Potassium is a major intracellular cation, and non-oliguric hyperkalemia observed in extremely low birth weight infants during the first 24 hours after birth might be due to a shift of potassium from the intracellular space to the extracellular space associated with a decrease in Na⁺, K⁺-ATPase activity¹²⁾. Mg is also an essential intracellular cation¹⁾. Non-oliguric hypermagnesemia developed in this patient and a patients previously reported⁵⁾. Overall, these findings suggest the possibility that the idiopathic hypermagnesemia might be attributable to an abnormal massive shift of Mg from the intracellular fluid to the extracellular fluid, and perturbations in the Mg influx/efflux regulation systems¹³⁾. Further studies are necessary to confirm this possibility.

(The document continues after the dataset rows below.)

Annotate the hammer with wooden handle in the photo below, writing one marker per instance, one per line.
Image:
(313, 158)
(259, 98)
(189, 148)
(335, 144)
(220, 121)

Although a decreased anion gap might be an indicator of hypermagnesemia, a normal anion gap, as observed in this case, has no documented negative predictive value for the diagnosis of hypermagnesemia¹⁴⁾. The finding of transiently reduced parathyroid hormone (PTH) level during severe hypermagnesemia supports the assumption that hypermagnesemia might suppress PTH production and result in lower serum calcium (Ca) concentrations¹⁵⁾. Furthermore, the transiently increased ionized Ca (iCa), before the exchange transfusion, suggests that hypermagnesemia might displace bound Ca in the circulation and cause the elevation of the serum iCa concentration.

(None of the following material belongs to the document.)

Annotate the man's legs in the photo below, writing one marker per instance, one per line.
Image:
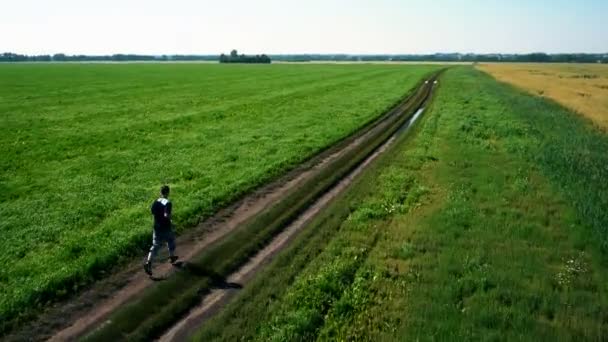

Clinical signs of neuromuscular depression with floppiness, lethargy, and respiratory depression are frequent manifestations of severe neonatal hypermagnesemia9,¹⁰⁾. Acute hypotonia, apnea, hypotension, and refractory bradycardia mimicking a septic shock like syndrome have been reported in premature infants accidentally overdosed with Mg in the parenteral nutrition⁸⁾.

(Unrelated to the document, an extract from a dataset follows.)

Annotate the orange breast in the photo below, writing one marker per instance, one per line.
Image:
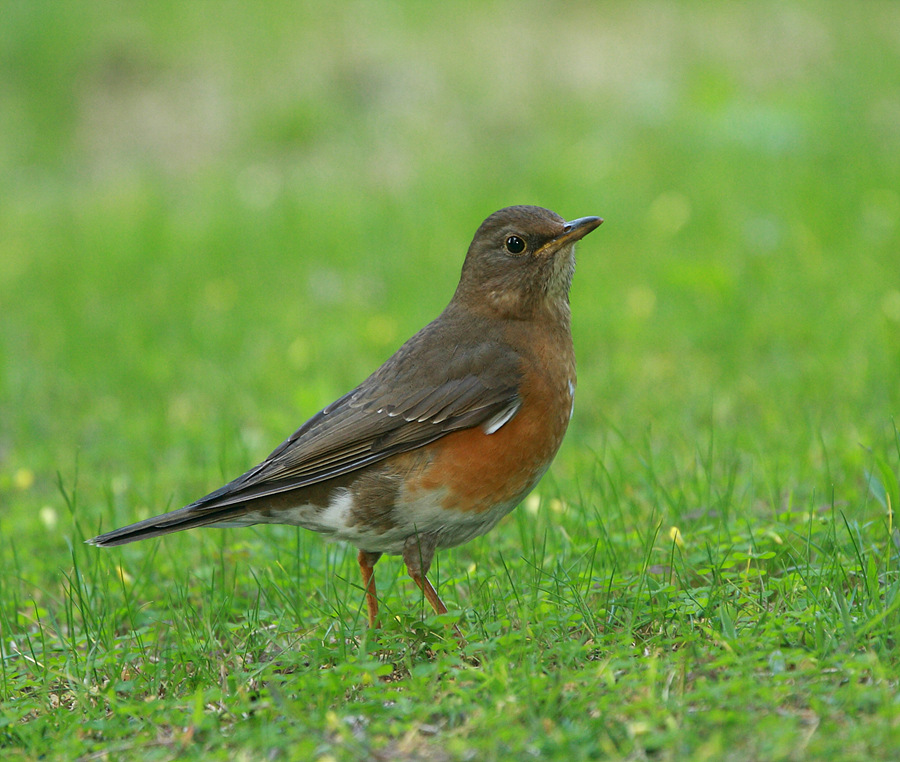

Treatments such as intravenous calcium gluconate infusion, adequate hydration and loop diuretics were useful in newborn with mild hypermagnesemia with good renal function. Dialysis or exchange transfusion are effective in reducing the serum Mg level and ameliorating the clinical signs of severe hypermagnesemia. Huey et al.⁵⁾ reported a newborn case with idiopathic extreme hypermagnesemia successfully treated with exchange transfusion. As dialysis is not technically feasible in these micropremies, exchange blood transfusion might be the best therapeutic option for treating severely depressed hypermagnesemic infants⁵⁾. Citrated donor blood is particularly useful because it will accelerate Mg removal from the baby⁹⁾. However, hypocalcemia can occur as a common adverse event of exchange transfusion due to the presence of citrate. Thromocyptopenia, metabolic acidosis, bradycardia, apnea and hyponatremia are other complication, and should be monitored¹⁶⁾.

Hypermagnesemia has been suggested as a poor prognostic factor; it is associated with a higher mortality rate in critically ill pediatric patients¹⁷⁾. However, transient neonatal hypermagnesemia even in severely symptomatic cases has not been associated with long term sequelae8,¹⁸⁾. These findings suggest that clinical suspicion, early diagnosis, prompt and appropriate treatment is key factors for the survival and improved outcome in newborns with severe hypermagnesemia.